Tuesday 25 December 2012

The wave recedes slowly


It has been 654 days since the earthquake and the devastating tsunami it triggered, and the residents of Ishinomaki, one of the worst-hit cities in Miyagi prefecture, are still far from fully recovered. They continue to rebuild, but the catastrophe of a lifetime has left a sadness they might never overcome.

The shops and hotels have reopened, again welcoming visitors from around the world. Other damaged buildings have been repaired and repainted. Roads and bridges again function as they did before.

The city's landfills bulge with an estimated hundred billion tonnes of debris.

The Kahoku Shimpo, the local daily newspaper, quickly got back on its feet after its ground floor was completely inundated on March 11, 2011. "We had to ask a newspaper in another city to print ours," says executive director Yoshihisa Nishikawa.

Citizens were soon being informed what had happened, what was being done, and what lay ahead. "We couldn't stop printing the paper even for one day - people needed to know what was going on and how the relief effort was progressing."

The Kahoku Shimpo's destroyed equipment was eventually replaced and the premises repaired. In the meantime Nishikawa worked on the second floor, which doubled as living quarters for many tsunami victims.
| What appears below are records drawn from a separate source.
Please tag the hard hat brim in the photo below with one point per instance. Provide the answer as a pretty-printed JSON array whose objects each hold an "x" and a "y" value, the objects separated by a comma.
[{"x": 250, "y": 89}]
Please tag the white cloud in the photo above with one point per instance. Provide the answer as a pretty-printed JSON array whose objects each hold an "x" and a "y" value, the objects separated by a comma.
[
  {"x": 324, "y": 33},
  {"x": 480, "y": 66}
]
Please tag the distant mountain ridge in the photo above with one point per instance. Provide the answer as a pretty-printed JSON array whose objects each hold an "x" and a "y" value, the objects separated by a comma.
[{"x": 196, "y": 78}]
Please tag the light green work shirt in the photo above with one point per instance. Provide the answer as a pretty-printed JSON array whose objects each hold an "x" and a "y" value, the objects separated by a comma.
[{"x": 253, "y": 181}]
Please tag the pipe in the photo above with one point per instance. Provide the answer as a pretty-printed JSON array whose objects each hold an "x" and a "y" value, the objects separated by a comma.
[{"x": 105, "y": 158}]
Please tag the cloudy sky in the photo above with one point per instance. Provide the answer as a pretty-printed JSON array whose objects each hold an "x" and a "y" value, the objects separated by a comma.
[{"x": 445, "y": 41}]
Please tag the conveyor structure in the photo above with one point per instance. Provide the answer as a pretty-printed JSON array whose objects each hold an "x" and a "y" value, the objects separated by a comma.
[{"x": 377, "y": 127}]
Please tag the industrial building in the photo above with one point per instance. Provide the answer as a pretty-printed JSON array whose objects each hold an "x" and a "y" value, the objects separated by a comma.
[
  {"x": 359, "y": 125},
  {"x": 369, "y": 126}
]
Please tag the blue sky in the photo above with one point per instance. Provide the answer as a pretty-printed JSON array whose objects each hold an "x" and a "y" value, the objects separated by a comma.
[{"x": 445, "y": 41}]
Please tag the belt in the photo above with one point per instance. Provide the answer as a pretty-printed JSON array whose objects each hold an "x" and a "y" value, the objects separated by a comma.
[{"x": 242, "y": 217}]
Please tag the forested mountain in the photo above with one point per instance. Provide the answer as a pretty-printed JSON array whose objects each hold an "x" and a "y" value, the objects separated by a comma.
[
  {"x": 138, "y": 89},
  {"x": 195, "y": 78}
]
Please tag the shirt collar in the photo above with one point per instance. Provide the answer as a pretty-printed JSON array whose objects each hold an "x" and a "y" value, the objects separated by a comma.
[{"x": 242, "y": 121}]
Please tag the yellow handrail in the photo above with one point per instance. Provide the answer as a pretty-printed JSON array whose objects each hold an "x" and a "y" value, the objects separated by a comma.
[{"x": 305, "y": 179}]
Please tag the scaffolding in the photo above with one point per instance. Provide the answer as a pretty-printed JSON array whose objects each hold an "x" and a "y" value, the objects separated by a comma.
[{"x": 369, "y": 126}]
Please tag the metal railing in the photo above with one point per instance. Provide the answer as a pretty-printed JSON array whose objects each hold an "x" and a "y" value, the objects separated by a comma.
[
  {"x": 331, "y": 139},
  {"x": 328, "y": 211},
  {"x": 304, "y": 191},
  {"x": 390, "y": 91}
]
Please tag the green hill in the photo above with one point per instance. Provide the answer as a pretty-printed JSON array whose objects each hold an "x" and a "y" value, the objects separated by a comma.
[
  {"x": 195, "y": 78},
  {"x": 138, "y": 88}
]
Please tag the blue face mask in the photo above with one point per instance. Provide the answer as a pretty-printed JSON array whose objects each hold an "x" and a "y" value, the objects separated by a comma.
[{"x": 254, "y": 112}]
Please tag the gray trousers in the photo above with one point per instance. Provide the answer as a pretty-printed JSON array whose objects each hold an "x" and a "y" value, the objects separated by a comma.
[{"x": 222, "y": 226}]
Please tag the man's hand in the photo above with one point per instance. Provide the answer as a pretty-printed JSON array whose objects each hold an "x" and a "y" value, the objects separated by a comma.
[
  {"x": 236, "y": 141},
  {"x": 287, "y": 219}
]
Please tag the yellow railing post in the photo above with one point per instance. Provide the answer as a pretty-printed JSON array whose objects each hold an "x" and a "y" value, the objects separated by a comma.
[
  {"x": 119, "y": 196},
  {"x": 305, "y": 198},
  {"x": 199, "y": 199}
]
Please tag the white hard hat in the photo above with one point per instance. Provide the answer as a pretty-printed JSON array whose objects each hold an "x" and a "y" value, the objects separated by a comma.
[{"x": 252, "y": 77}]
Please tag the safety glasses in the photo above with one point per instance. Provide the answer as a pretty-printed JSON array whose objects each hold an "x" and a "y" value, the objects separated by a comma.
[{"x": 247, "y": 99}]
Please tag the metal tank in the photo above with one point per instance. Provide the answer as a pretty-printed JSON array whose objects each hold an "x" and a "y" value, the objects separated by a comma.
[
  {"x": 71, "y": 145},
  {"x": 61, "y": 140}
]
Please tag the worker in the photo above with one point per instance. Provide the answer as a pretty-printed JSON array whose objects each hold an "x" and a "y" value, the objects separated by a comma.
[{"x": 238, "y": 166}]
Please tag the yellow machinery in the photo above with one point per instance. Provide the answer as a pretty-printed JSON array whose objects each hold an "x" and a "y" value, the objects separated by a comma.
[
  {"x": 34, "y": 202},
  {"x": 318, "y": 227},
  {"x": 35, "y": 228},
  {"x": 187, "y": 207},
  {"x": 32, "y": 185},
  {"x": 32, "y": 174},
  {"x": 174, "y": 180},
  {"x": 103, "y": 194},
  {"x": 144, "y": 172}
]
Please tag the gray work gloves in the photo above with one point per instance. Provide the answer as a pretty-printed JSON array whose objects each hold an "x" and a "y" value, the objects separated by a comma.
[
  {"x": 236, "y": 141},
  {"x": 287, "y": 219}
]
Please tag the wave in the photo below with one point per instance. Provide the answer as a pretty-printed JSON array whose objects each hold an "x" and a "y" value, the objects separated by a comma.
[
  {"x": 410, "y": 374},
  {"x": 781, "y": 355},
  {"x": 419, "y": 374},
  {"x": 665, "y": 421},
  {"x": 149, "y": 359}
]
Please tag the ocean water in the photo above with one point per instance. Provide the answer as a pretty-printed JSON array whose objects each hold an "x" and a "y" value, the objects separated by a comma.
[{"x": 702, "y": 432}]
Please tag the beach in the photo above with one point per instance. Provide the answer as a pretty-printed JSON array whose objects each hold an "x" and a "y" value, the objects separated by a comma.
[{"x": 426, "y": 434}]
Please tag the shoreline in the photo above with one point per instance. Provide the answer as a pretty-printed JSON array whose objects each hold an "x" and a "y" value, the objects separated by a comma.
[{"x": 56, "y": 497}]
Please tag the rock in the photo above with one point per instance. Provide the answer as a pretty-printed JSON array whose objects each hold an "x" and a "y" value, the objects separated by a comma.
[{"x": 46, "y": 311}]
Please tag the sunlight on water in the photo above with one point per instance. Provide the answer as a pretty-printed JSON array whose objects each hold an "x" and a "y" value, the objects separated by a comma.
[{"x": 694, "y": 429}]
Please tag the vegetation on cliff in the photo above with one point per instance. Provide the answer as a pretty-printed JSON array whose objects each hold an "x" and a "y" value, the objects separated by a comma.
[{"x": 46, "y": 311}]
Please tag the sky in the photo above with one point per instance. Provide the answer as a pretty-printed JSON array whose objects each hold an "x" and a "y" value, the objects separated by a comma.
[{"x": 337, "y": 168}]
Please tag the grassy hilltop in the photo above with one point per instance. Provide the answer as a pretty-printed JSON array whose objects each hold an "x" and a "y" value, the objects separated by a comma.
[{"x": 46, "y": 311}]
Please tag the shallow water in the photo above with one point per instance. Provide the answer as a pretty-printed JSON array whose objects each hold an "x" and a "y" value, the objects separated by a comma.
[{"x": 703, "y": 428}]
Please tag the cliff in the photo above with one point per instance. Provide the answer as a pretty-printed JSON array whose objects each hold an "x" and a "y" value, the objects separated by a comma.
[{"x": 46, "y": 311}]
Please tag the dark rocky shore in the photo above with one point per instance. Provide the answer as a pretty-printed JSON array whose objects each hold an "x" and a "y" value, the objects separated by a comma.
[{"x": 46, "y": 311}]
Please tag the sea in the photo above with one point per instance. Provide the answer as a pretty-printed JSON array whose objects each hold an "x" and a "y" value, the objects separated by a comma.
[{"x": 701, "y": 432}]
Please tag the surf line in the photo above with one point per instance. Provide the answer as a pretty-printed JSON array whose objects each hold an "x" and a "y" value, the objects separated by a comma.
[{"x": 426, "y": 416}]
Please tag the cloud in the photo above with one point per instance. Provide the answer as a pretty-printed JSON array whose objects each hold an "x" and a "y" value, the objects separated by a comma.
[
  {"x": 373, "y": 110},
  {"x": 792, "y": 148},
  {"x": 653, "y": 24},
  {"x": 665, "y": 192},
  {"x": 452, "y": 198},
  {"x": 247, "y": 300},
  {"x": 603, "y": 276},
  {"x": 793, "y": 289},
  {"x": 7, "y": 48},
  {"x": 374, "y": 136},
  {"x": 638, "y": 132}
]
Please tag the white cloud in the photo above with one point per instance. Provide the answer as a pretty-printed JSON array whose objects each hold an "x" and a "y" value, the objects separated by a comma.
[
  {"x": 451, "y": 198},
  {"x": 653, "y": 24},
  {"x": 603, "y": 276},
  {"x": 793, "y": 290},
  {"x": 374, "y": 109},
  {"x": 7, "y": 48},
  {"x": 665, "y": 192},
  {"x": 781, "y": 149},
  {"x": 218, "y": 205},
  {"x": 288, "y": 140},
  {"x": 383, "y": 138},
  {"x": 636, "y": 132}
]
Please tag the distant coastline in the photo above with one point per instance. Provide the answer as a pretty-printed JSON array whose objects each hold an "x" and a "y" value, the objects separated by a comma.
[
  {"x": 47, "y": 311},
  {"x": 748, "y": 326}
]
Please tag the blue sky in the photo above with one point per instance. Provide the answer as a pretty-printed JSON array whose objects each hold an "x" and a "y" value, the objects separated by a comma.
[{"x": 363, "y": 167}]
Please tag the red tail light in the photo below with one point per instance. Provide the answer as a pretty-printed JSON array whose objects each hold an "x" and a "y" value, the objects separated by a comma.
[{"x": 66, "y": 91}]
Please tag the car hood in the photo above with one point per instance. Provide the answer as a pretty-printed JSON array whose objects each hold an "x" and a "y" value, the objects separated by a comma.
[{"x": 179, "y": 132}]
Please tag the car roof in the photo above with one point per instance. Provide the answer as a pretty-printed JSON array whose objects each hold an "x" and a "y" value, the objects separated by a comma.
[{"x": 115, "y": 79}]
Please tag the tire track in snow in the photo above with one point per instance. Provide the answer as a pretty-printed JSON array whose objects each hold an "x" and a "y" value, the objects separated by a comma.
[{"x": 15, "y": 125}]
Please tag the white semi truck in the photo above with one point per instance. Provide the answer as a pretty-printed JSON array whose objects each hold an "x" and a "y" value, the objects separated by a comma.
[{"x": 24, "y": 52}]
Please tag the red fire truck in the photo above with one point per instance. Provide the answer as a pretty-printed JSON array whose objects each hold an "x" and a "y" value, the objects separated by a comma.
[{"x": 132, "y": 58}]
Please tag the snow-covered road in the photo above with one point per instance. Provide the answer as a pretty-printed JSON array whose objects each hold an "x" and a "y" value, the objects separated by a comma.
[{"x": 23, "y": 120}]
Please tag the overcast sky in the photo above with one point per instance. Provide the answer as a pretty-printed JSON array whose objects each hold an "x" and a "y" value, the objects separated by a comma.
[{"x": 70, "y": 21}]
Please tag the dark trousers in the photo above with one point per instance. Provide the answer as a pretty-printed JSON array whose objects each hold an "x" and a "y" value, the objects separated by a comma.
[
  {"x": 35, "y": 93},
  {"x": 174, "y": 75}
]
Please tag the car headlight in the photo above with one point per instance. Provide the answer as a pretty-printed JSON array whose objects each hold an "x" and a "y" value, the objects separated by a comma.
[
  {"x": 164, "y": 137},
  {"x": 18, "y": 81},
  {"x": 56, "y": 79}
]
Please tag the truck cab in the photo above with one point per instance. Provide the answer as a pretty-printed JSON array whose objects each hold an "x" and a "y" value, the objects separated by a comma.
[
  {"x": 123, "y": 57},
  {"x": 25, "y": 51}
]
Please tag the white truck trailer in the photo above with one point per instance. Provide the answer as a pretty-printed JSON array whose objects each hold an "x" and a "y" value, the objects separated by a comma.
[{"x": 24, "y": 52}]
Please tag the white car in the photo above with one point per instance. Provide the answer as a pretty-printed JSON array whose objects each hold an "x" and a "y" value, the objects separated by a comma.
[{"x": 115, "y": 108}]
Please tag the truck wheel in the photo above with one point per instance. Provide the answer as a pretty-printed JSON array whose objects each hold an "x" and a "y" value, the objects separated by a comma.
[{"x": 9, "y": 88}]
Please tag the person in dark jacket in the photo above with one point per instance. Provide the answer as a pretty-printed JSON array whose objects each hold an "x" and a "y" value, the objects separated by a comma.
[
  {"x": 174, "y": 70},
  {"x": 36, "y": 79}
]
Today the walls on the restored first floor bear framed photos reminding visitors of the tragic events.

The earthquake - a rare and massive magnitude 9 - rocked the seabed off Japan's Pacific coast and set off tsunami waves that topped 10 metres in height. The force of the water travelling inland killed 3,236 people.

The recovery effort was immense, and yet 491 people were still listed as missing as of the end of this past August.

The tsunami "sea" that rampaged across the prefecture submerged 73 square kilometres - 30 per cent of the coastal lowland - including the city's central district. Nearly 54,000 homes were damaged beyond repair. Some 30,000 people moved to temporary housing.

Municipal authorities calculated the amount of debris across the city at more than 6.8 million tonnes.

In some places, the loss was far greater.

Seventy of the 108 students and nine of the 13 teachers and staff members were killed when Onagawa Elementary School was utterly destroyed. Some of the youngsters who lived through that awful day still show signs of mental trauma. Their terror began with the sound of a warning siren, the city's earthquake Recovery Office notes in a report.

Ishinomaki's wholesale fish markets - among the world's largest - were wiped out, along with jetties, processing plants, seawater-purification plants and management facilities, crushed under the rolling power of the tsunami.

Kanijo Snow, head of a local association of fish-processing firms, says the destruction went far beyond bricks and timber, leaving several businessmen, who lost everything, in dire mental states.

In the wake of the disaster, a significant proportion of their skilled labour moved to jobs in other cities, like Sendai and Tokyo. "And once they get a job somewhere else, it's very difficult to get them to come back," Snow says.

Some of the marine-related businesses also moved elsewhere, but the government's recovery effort convinced 60 per cent of the affected fish processors to remain and rebuild.

Snow says a third are now preparing to start over and another 10 per cent are still thinking it through. Those figures would jump if there were more incentive, he adds. "It would help us a lot if the government could provide us financial assistance to rebuild all the damaged infrastructure within three years."

Three years is too tall an order, though, for Masatoshi Hoshi, who runs the city's Disaster Reconstruction Department. The municipality will need 10 years to implement its full recovery plan and restore life to what it was, he says. Nevertheless, much has been achieved in the past 19 months, with most buildings repaired or replaced.

Hoshi says the city might relocate its residential areas away from the coast so they're safer, leaving the shoreline an industrial and commercial zone.

A 7.2-metre-tall embankment is to be erected along the shore, a safeguard against another tsunami, though the phenomenon is relatively rare in any destructive form.

More important for Tomoko Otsuka is safeguarding future generations by giving them a plan for what to do when calamity strikes.

Otsuka's work with the Ishinomaki Disaster Recovery Assistance Council has shown her ample evidence of the suffering that ensues and how people cope with it.

For one thing, she says, the survivors in general dislike expressing their feelings about what happened. Most instead look forward to getting on with their lives and leaving the sadness behind. They need time to restore the normalcy, Otsuka says.

"It's better for them not to talk about what happened in the past. Let's do something else to keep their lives moving forward. This earthquake should be a lesson learned for the next generation, in terms of how to prepare for unprecedented disaster."